Modeling and acting
Sterger was born November 29, 1983 in Miami, Florida. She rose to fame after she was shown on national television during a 2005 Florida State–Miami football game. On seeing the shot, announcer Brent Musburger commented that “1,500 red-blooded Americans just decided to apply to Florida State.” She was one of the FSU Cowgirls, who are known for their combination of minimal tops, short shorts, and cowboy hats.She has since posed in both Maxim and Playboy magazines. Sterger is also the “Sports Babe” for Sprint Exclusive Entertainment. Sterger was featured on the E!: Entertainment Television show Byte Me: 20 Hottest Women of the Web that originally aired in March 2008, where she was #19 on their list.
In 2009, Sterger had her breast implants removed, stating that they had served their purpose for her career, and that she was tired of being stereotyped.
Sterger has minor roles in two films released in 2010, The Tenant and Don’t Fade Away.
After contributing two articles to Sports Illustrated, Sterger, for some time, wrote a Wednesday feature on SI.com’s “Scorecard Daily.”
Sterger was a regular segment host on the recent ABC show Race to March Madness. The nationally televised weekly show highlighted the best teams in NCAA men’s basketball and how the season was shaping up prior to the tournament. She hosted a weekly segment where she visited a top school’s campus and interviewed players, coaches and fans of the respective teams.

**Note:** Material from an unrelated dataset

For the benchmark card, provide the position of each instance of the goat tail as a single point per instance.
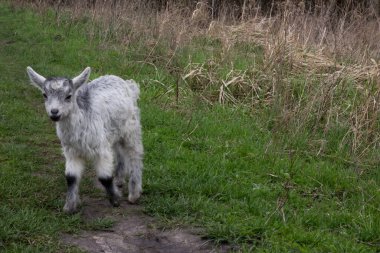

On March 4, 2010 it was announced that she would be competing directly with ESPN‘s 6pm ET SportsCenter by co-hosting a new show on Versus called The Daily Line, which debuted on April 5. Jenn said, “I always felt sports TV was a bunch of guys in suits yelling at me. Other shows don’t exactly know how to use social media and the Web,” says Sterger. “Since I’m practically living on the Web, I’ve got a pulse on what going on out there…..And I’ll be personally accessible to the audience, except for my personal phone number.” After seven months on the air, Versus cancelled The Daily Line as of November 4, 2010.
Allegations against Brett Favre
In October 2010, reports surfaced on the website Deadspin that NFL quarterback Brett Favre was alleged to have sent Sterger several suggestive text messages, voicemails asking her to come to his hotel room, and explicit photos of himself while he was the quarterback for the New York Jets and she was a sideline reporter for the Jets (these events were said to have happened during the 2008 football season).The league said its sole focus was on whether Favre violated workplace conduct policy, not to “make judgments about the appropriateness of personal relationships.” Favre admitted to sending voicemails, but not images to Sterger. He was later fined $50,000 for “failure to cooperate” with the investigation. The NFL stated that it “could not conclude” that Favre had violated the personal conduct policy, and that there was not sufficient evidence to establish if Favre had sent the photos. Sports agent Phil Reese posted photos of Sterger (in reference to Brett Favre) to promote Player Public Relations in New York on his official website. Sterger’s lawyer stated on March 19, 2011 that “Sterger never intended to profit in anyway from Brett Favre’s communications. My client has remained silent about this for four years now and the truth is that it has impaired her employment opportunities. She does not want to be known as the Brett Favre ‘text woman’ and Mr Reese has no right to have any communications in his possession. He will have to return them or we will pursue our litigation against him which we are very confident will be successful.”